THE WEST AUSTRALIAN
Thursday, 31 January 2013 09:27
Fortescue Metals Group chairman Andrew Forrest faces the prospect of other miners moving in on his ancestral land, after the mining magnate lost the latest round of a running fight to prevent a sand mining company operating on his family cattle station.
After a two-year battle in the Warden's Court, which hears disputes about the grant of mining and exploration leases, Magistrate Stephen Wilson recommended Mines Minister Norman Moore approve the grant of two mining leases on Mr Forrest's Minderoo Station.
The applications were made in 2010 by privately-owned Yarri Mining, which wanted to take sand from areas around the Ashburton River near Mr Forrest's homestead.
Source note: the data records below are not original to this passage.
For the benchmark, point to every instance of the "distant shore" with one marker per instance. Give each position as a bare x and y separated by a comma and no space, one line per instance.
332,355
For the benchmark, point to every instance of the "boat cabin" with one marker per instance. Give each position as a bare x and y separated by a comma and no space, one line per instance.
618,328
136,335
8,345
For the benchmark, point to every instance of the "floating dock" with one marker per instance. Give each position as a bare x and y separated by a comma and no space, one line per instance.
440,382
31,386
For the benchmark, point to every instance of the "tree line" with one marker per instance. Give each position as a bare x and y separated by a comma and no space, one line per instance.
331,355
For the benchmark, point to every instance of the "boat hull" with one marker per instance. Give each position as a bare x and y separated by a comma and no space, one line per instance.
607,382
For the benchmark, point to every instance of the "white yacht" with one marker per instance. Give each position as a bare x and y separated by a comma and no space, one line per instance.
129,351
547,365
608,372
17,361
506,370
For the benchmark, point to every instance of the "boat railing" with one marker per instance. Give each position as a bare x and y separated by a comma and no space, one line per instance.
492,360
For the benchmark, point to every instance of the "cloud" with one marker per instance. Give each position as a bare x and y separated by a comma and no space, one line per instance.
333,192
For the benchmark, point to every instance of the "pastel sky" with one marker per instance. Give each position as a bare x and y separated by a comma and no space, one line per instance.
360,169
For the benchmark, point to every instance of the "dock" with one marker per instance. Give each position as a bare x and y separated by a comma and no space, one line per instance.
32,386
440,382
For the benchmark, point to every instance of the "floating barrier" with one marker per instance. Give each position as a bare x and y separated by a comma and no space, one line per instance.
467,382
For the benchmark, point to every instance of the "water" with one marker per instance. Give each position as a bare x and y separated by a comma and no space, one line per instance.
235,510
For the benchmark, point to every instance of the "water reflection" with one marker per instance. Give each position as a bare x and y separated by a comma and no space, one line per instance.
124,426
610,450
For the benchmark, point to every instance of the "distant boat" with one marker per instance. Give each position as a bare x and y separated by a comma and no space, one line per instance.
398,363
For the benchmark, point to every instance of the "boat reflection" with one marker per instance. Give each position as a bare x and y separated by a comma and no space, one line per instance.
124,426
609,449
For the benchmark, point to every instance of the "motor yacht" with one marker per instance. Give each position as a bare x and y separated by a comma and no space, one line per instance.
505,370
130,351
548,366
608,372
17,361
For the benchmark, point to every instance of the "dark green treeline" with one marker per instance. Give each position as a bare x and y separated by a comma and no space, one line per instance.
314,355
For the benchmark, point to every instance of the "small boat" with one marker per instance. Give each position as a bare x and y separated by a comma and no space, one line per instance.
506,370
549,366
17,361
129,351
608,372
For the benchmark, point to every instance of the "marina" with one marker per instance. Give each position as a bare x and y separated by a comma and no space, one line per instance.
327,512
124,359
In response Mr Forrest's private company, Forrest & Forrest, lodged multiple objections to the grant of the leases.
The billionaire argued Yarri's applications were not lodged correctly, the company's operations would affect the "infrastructure and pastoral improvement of Minderoo", deprive Mr Forrest of use of the land, impact on the viability of the pastoral lease, cause environmental damage and "sterilise and degrade" the pastoral land of Minderoo.
Lawyers for Mr Forrest also argued the applications were not appropriate because Yarri did not have a valid mining target or strategy and the financial means to properly mine on the ground.
In his decision, Mr Wilson described the Forrest & Forrest objections as numerous and detailed. Mr Wilson said he accepted Yarri had failed to lodge its applications correctly, although it later remedied major omissions, but dismissed other objections raised.
Mr Forrest is still fighting on multiple fronts to keep other miners out of Minderoo.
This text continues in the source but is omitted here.